She didn’t take her eyes off the water as Nate plopped down in the chair next to hers. Even though she didn’t look at him, she could smell him: sweat, grease, old oil, years of dust and grime.
She made an effort to hide her smile but only half succeeded. Without so much as a glance at him, she reached into the cooler beside her, withdrew an icy cold bottle of beer and handed it to him.
Nate drained it in one go, and she handed him another one. When it was half-empty, she passed a paper bag of burritos to him. He ate the first one in three bites.
“Smugness chokes a person,” he said, his mouth full. “Too much of it and you die on the spot. And you can’t be buried in hallowed ground.”
Terri couldn’t contain her laughter—and when she looked at him, it increased. There were cobwebs clinging to his shirt and in his hair. Not clean, new cobwebs, but the kind that were so filthy the spiders had abandoned them.
“Go on,” he said. “I deserve it.”
“If it helps, Dad said you did a great job. Better than I would have. And best of all, you didn’t complain about having to do it. No siree bob, you cleaned that whole workshop all by your little self. Dad said you even cleaned under that old transmission. How’d you move it?”
Nate was on his third burrito. He didn’t say anything, just held up his arm and flexed a bicep.
“Ooooh,” Terri said. “Impressive.”
He held out his hand and she gave him another beer. “So when’d you figure it out?”
“It was the notebook and Anna acting like she was downright eager to do anything my dad wanted. You heard it all?”
“Every word you yelled to your father went through my ears. Kind of like a verbal machine gun going off.”
Terri felt guilty at what she’d said and opened her mouth to apologize.
“Don’t,” Nate said. “It was all true. Or used to be, anyway. My first two years in college I had a second major in beer drinking. I set records in my fraternity. I was world-class.”
“Yeah?” Terri was smiling as she sipped her own beer.

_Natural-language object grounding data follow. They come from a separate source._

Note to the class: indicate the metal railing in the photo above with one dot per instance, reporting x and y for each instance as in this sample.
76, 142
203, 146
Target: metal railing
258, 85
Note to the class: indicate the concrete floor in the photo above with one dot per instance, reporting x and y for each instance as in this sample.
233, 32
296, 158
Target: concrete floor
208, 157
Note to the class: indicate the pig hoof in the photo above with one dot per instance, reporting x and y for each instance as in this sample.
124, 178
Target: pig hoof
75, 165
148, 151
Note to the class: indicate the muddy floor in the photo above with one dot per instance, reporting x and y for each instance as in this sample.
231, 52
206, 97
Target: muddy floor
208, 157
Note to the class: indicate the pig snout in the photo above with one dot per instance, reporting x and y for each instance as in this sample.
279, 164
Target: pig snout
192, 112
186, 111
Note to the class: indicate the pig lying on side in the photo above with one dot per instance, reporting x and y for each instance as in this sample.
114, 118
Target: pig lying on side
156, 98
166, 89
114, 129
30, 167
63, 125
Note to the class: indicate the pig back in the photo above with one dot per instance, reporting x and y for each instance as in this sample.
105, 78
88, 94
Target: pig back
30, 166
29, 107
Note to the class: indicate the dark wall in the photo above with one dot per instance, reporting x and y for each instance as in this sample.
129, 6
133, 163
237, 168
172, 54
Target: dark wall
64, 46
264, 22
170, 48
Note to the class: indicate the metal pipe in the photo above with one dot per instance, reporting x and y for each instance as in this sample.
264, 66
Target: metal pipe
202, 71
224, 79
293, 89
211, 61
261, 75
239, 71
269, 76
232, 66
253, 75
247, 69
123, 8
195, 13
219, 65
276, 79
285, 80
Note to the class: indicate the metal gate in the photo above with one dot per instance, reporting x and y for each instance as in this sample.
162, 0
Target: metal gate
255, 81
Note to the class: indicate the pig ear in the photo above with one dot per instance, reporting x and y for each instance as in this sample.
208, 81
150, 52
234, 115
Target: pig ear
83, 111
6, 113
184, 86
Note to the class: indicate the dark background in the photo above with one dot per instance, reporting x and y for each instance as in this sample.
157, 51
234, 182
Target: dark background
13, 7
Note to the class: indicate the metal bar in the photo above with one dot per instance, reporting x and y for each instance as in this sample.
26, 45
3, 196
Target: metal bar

The lake was Y-shaped and her house was at the fork. With a bit of twisting and turning, they could see all of it. At one end a flashlight was moving along the path that ran beside the water. A rowboat with a light on the end was stealthily going southward. “So what made you stop drinking—or did you?” She nodded toward the empty bottles on the little table in front of them.
“This indulgence is a rarity. Brought on by having to clean out an eighteen-foot-long boat repair shop all by myself.”
“And I thank you for it. It’s been years since anyone could get farther inside than three feet. I hear the place is now so clean it could be used as a cafeteria.”
“I just wanted to prove to you that I could actually do things.”
“And I wanted to get out of having to clean that mess.”
Nate held his bottle out to her and they clinked. “We both got what we wanted.”
“So we did. What I want to know is what happened in your third year of college.”
“Ah. That. The summer after the second year, I went home to Colorado and slept. Since I’d done little but party all year long, I was worn-out. I was on the couch, half-asleep, and when I opened my eyes, my dad was staring down at me. He said, ‘We all make choices about what we want to do with our lives.’ Then he stuck a finger in my belly—which was pretty soft.”
“Then what?”
Nate shrugged as he wadded up the paper from the fourth burrito. “That was it. I took some summer courses at the University of Colorado, and when I went back to Dartmouth, I changed my major to business.”
“All from one comment from your dad?”
“That’s right.”
“But a business major? Dad said you worked with Kit. Wasn’t he some sort of diplomat?”
“Yeah,” Nate said, and she heard the hesitation in his voice.
“Top secret? Can’t tell me anything?”
Nate gave a half grin. “More or less. Uncle Kit is an expert on the Middle East and he wanted someone he could trust with him, so he asked me to join him, and I did.”